Sascha Grammel ließ in der Harmonie die Puppen tanzen
Hätte er sich doch zurückgehalten. Wäre er seiner heiß geliebten Puppe nicht so forsch über den Mund gefahren. Dann würde er jetzt nicht erbleichen. Und das auch noch in aller Öffentlichkeit. Gleich 2000 Fans in der Harmonie sehen Sascha Grammel beim zugegebenermaßen schön anzusehenden Erbleichen zu.

Doch alle noch so schönen und passenden Konjunktive helfen dem Puppenspieler Sascha Grammel jetzt auch nicht aus der Patsche. Er hat, es lässt sich nicht beschönigen, seine Puppe in ihrer Puppenehre getroffen.
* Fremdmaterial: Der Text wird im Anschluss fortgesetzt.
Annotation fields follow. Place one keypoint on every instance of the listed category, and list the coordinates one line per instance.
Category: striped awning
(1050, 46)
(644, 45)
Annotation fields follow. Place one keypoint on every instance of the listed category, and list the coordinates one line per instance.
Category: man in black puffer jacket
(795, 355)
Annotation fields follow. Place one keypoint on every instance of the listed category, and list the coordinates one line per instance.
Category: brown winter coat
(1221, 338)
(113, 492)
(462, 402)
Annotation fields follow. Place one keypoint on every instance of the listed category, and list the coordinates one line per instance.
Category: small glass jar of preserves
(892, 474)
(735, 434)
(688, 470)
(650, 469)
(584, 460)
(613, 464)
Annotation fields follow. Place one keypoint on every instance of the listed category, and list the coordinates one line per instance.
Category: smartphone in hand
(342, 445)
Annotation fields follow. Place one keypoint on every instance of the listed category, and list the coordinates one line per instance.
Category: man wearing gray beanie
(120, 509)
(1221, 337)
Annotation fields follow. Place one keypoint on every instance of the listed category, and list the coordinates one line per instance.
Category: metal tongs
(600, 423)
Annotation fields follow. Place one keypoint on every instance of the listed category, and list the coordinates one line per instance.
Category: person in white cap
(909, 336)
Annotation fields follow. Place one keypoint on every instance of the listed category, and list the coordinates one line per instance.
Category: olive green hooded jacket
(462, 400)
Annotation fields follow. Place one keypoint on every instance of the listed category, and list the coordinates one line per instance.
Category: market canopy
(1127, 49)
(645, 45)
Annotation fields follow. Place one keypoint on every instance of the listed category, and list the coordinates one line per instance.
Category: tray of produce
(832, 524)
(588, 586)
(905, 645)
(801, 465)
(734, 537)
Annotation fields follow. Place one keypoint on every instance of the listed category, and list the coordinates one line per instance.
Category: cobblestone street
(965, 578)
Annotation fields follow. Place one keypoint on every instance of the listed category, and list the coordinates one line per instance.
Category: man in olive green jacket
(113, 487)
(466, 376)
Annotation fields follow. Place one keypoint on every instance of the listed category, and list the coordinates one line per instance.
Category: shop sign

Aber wer wollte hier überhaupt von einer Puppe sprechen?
Es handelt sich schließlich um den höchst lebendigen, wenn auch arg gerupften und schielenden Adler-Fasan namens Frederic Freiherr von Furchensumpf: seinen alten Kumpel Frederic.
Worte lassen sich nicht zurücknehmen, so gerne es der Puppenspieler Sascha Grammel jetzt auch wünschen würde. "Du bewegst Dich auf dünnem Eis, mein Freund", zischelt der gefährlichste Vogel der Welt also. "Noch so ein Moment und ich gehe zur Sesamstraße." Wieder einmal haben sich die Machtverhältnisse auf der Bühne verschoben.
Märchenwald
Herr und Knecht, Puppenspieler und Puppe: Die Besucher im fast ausverkauften Theodor-Heuss-Saal sind hin- und hergerissen. Was für ein Schauspiel läuft denn hier ab? Die Bühnenbauten, die einem kitschigen Märchenwald entlehnt sind, helfen den Besuchern nicht wirklich auf die Sprünge. Die einen Tick zu grelle Lichtshow und die etwas zu laute Toneinrichtung auch nicht.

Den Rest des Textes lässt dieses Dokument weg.